Fiche Personne
Danse

Abou Lagraa

Chorégraphe
Algérie

Français

« Bien que je sois d’origine algérienne, de nationalité française et ayant des racines égyptiennes, je n’ai aucune pression vis-à-vis de ce thème, car je ne cherche pas à faire de « l’arabiade ». »
Abou Lagraa

Impulsif, impétueux, Abou Lagraa fonce tête baissée pour que sa danse ait droit de cité. Même si ses hanches se balancent dans un mouvement délicat, il a la tête sur les épaules et aime travailler plus que tout.

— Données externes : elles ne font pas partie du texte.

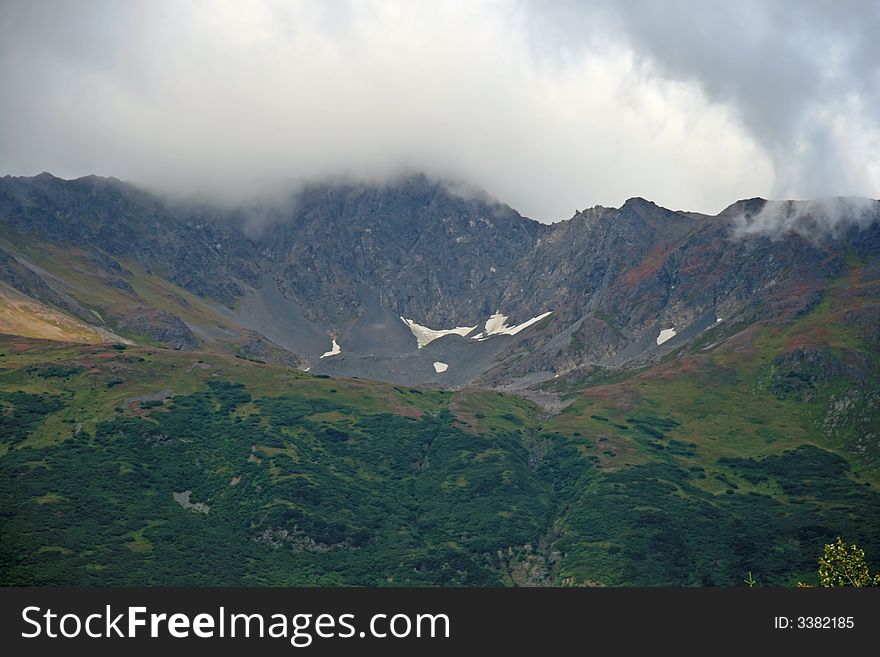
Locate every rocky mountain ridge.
[0,174,880,387]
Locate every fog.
[0,0,880,221]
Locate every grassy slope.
[0,272,880,585]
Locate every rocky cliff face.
[0,174,880,385]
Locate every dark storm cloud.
[0,0,880,221]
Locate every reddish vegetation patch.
[582,384,638,411]
[623,246,673,287]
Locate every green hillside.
[0,264,880,586]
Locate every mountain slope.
[0,174,880,387]
[0,174,880,585]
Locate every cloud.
[733,196,880,241]
[0,0,880,221]
[529,0,880,198]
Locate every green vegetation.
[0,270,880,586]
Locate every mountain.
[0,174,880,585]
[0,174,880,387]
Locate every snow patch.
[474,310,553,341]
[657,328,675,345]
[321,338,342,358]
[400,317,477,349]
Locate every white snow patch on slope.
[657,328,675,345]
[321,338,342,358]
[400,317,477,349]
[474,310,553,340]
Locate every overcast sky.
[0,0,880,221]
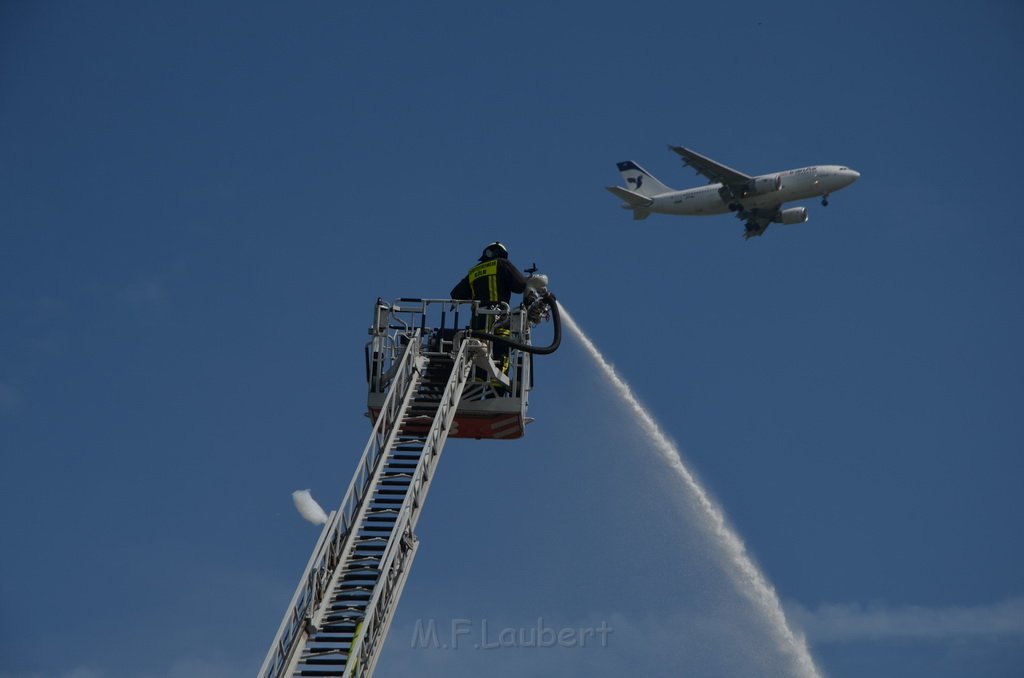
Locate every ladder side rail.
[312,346,421,639]
[259,511,338,677]
[258,333,420,678]
[344,343,472,678]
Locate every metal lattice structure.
[259,299,532,678]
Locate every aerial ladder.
[259,278,560,678]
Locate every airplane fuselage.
[647,165,859,216]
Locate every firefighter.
[452,243,526,385]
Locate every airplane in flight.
[605,145,860,238]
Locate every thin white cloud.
[292,490,327,525]
[786,598,1024,643]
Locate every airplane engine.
[772,207,807,223]
[744,174,782,196]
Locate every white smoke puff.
[292,490,327,525]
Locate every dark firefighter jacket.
[452,259,526,303]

En mars dernier, invité à chorégraphier pour le Ballet de l’Opéra de Paris, Abou Lagraa remarquait : »dans cette maison, on a le droit de faire de la danse sans se justifier. Le fait que les gens s’y expriment avec leur corps paraît une évidence. Ce n’est pas si courant ! » Il en sait quelque chose, lui qui a dû expliquer à plusieurs reprises, aux politiques, aux responsables des collectivités locales, aux programmateurs et aux médias que son projet artistique ne pouvait se plier à des injonctions extérieures. Il a dû s’imposer, quitte à paraître désagréable, quitte à passer pour un petit prétentieux, ce qu’il n’est pas car il sait parfaitement d’où il vient et où il va.

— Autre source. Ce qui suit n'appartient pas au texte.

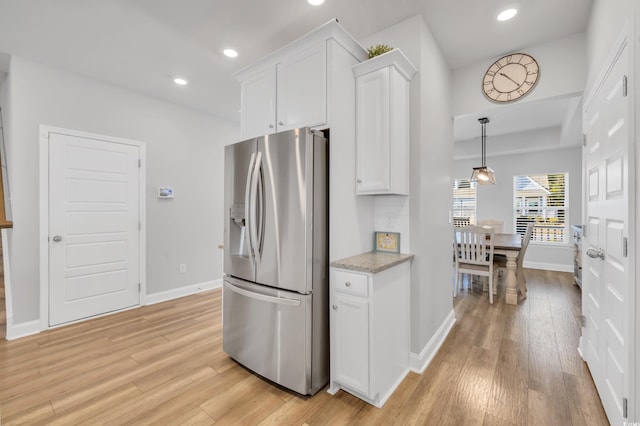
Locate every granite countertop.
[331,252,413,274]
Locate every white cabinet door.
[331,294,369,395]
[356,67,390,194]
[240,66,277,138]
[277,41,327,131]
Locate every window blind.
[453,179,476,226]
[513,173,569,244]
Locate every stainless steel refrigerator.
[222,128,329,395]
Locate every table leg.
[505,251,518,305]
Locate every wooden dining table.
[493,234,527,305]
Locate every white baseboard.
[522,261,573,272]
[144,279,222,305]
[409,309,456,374]
[6,317,43,340]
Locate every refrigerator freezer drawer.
[222,277,317,395]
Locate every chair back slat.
[454,226,494,265]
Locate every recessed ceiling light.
[222,49,238,58]
[496,9,518,21]
[173,77,189,86]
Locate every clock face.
[482,53,540,103]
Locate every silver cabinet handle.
[587,249,604,260]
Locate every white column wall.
[361,16,453,354]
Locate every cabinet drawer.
[335,271,368,297]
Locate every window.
[513,173,569,244]
[453,179,476,226]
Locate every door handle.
[244,152,256,261]
[224,282,302,307]
[587,249,604,260]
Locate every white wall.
[362,16,453,354]
[454,140,582,272]
[5,57,239,324]
[451,33,586,117]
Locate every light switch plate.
[158,186,173,198]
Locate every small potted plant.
[367,44,393,59]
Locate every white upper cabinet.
[276,42,327,131]
[240,67,276,138]
[236,20,365,138]
[353,49,416,195]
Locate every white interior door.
[581,38,631,424]
[49,133,140,325]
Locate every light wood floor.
[0,270,608,426]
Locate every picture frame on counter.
[373,231,400,254]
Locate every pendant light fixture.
[471,117,496,185]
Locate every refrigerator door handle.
[244,152,256,264]
[249,152,262,264]
[224,281,302,306]
[256,154,266,258]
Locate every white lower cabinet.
[329,262,410,407]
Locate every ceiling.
[453,96,580,141]
[0,0,592,130]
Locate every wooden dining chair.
[493,222,534,296]
[453,226,494,304]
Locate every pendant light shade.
[471,117,496,185]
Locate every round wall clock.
[482,53,540,103]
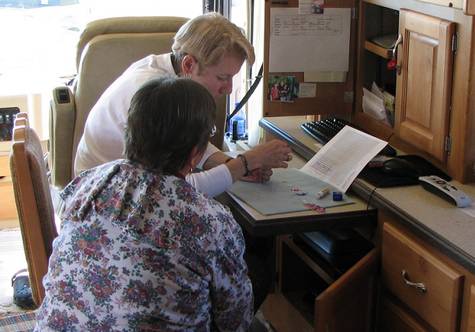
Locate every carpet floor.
[0,228,26,318]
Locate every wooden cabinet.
[380,214,470,331]
[352,0,475,183]
[355,2,455,165]
[395,9,455,162]
[261,236,379,332]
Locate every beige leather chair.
[10,113,58,306]
[49,17,234,188]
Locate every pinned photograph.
[268,76,299,102]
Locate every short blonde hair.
[172,13,255,68]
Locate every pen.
[316,188,330,199]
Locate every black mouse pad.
[359,155,452,188]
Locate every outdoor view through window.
[0,0,203,95]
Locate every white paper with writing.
[301,126,387,192]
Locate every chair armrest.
[49,86,76,188]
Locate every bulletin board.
[263,0,357,116]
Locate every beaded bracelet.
[236,154,251,176]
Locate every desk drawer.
[382,223,463,331]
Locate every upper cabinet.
[352,0,475,183]
[263,0,475,183]
[395,9,455,162]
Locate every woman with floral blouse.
[35,78,253,331]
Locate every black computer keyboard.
[300,118,397,157]
[301,118,351,144]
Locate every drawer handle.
[401,270,427,293]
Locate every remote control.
[419,175,472,207]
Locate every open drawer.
[261,236,379,331]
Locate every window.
[0,0,203,138]
[0,0,256,138]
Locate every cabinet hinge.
[452,33,457,53]
[444,136,452,155]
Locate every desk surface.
[260,116,475,273]
[219,119,377,236]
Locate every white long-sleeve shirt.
[74,53,233,197]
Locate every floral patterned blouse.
[35,160,253,331]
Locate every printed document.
[301,126,387,192]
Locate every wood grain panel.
[395,10,455,162]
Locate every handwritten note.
[269,8,351,72]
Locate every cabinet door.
[395,9,455,162]
[315,249,379,332]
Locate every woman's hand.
[241,168,272,183]
[244,140,292,171]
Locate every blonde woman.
[75,13,291,197]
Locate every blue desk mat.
[228,168,354,215]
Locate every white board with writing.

Né de parents algériens à Annonay (Ardèche) en 1970,Abou Lagraa est happé très vite par la danse. Elle l’attrape dès les fêtes familiales de son enfance par le bassin et ne le quittera plus. Il ne devient pas pour autant une danseuse du ventre. Il a un parcours classique : une initiation à 16 ans en classique, le conservatoire de région puis le conservatoire national de Lyon. Il en sort plein d’énergie, un peu chien fou, doué, très doué. Il se calmera, danseur parmi les danseurs puis assistant, en Allemagne, de Rui Horta avant de fonder sa compagnie La Baraka en 1997. Mais il irrite. Il n’est jamais complètement dans le ton comme le révèle sa façon de se vêtir. Tantôt, il se présente en pull strassé tirant sur le rose, tantôt il se glisse dans un costume bon chic bon genre pour que l’on n’en voie que la cravate tapageuse. Finalement, ce qui lui va le mieux, c’est une étole comme il en porte dans son solo au coeur de sa pièce Où Transe. Il n’a pas appris non plus la langue de bois ou celle de la flatterie. Il parle franchement,peu soucieux qu’en fin de discussion il ne revienne pas avec la promesse de subvention qu’il avait demandée. Il n’est pas commode et certains lui en veulent. Il n’a pas non plus le profil type : si on le dit classique (son langage de base), il répond qu’il est contemporain. Ce qu’il n’est pas tout à fait non plus.Son nom à consonance arabe lui a valu les pires confusions. Il était supposé venir d’une cité en flammes et pratiquer donc la danse de son milieu : le hip hop. Il ne s’offusqua pas de ces confusions puisqu’il signa deux chorégraphies pour des danseurs hip hop. Sérieux bosseur, acharné même, Abou Lagraa explore plusieurs registres, plusieurs styles de danse pour mieux peaufiner sa propre pensée qu’il devrait exprimer ouvertement en janvier 2007 à Annecy dans Matri(k)is, une création pour dix danseurs sur le thème du masculin-féminin. Sensible plus qu’il n’y paraît, au bord de la crise de nerfs, le chorégraphe vient d’installer sa compagnie à Lyon, capitale de la région Rhône- Alpes. À trente six ans, Abou Lagraa a déjà utilisé beaucoup de son capital énergie. Mais c’est justement cela qui le fait entrer chaque matin dans le studio, avec les danseurs de sa compagnie, avec des classiques, avec des hiphopers et bien d’autres qui viendront encore. Sa fierté ? Que sa mère Aïcha et son père Taïeb passent la porte des théâtres et soient là pour ses premières.